Bupati Murung Raya, Heriyus, mengatakan bahwa pemerintah daerah memastikan setiap program dalam RAPBD perubahan disusun berdasarkan hasil pembahasan dan masukan dari seluruh fraksi DPRD. Menurutnya, penajaman arah anggaran ini penting agar setiap rupiah belanja publik benar-benar memberi manfaat bagi masyarakat luas.
“Fokus utama RAPBD perubahan 2025 adalah pada pemenuhan layanan dasar masyarakat, seperti pendidikan dan kesehatan, penguatan ekonomi rakyat melalui program pemberdayaan UMKM, serta pemerataan infrastruktur yang menunjang konektivitas antarwilayah,” ujar Heriyus dalam rapat paripurna penyampaian jawaban pemerintah daerah terhadap pemandangan umum fraksi-fraksi DPRD Murung Raya.
Heriyus menjelaskan bahwa strategi pembangunan daerah ke depan akan mengedepankan pendekatan berbasis hasil (result-based planning). Melalui pendekatan ini, kinerja pemerintah tidak hanya diukur dari realisasi anggaran, tetapi juga dari capaian konkret terhadap indikator kesejahteraan masyarakat.

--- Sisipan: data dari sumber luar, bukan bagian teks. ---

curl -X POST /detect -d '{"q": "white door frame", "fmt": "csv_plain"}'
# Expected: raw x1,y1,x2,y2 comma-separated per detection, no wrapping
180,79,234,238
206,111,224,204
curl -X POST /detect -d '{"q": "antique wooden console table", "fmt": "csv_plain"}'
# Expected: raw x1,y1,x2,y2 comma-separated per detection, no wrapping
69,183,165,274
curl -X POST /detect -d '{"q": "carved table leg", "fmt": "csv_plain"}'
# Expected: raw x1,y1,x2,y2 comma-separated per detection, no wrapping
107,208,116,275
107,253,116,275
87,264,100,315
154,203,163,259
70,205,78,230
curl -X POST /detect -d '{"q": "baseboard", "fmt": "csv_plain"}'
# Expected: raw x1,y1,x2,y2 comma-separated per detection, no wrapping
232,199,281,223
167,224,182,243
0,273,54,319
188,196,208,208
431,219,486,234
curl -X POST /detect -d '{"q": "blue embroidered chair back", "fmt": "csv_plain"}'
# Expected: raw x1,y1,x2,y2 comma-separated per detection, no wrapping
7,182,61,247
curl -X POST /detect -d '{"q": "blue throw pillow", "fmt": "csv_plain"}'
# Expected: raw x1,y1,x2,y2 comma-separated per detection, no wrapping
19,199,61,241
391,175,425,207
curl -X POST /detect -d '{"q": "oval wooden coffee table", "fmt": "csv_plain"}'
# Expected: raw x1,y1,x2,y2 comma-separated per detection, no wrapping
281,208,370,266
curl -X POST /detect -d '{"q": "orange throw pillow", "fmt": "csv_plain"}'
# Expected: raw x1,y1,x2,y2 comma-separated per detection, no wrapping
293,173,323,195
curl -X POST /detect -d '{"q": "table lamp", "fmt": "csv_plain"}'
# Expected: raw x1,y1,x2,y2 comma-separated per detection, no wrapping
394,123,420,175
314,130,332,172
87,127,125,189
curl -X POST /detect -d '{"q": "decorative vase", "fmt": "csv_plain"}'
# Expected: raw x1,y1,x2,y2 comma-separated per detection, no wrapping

“Evaluasi yang berbasis hasil menjadi penting agar pembangunan tidak berhenti pada laporan kegiatan, tetapi mampu menunjukkan dampak nyata seperti penurunan angka kemiskinan, peningkatan akses pendidikan dan kesehatan, serta perbaikan kualitas infrastruktur publik,” tegasnya.
Pemkab Murung Raya juga tengah memperkuat sistem pelaporan dan pengawasan pembangunan agar setiap program dapat terukur dan akuntabel. Langkah ini diharapkan mampu mempercepat pencapaian Indeks Pembangunan Manusia (IPM) daerah serta memperkuat daya saing ekonomi lokal.
“Prinsipnya, anggaran perubahan tahun 2025 harus menjawab kebutuhan dasar rakyat dan memberi arah yang jelas terhadap pembangunan berkelanjutan,” pungkas Heriyus.(y)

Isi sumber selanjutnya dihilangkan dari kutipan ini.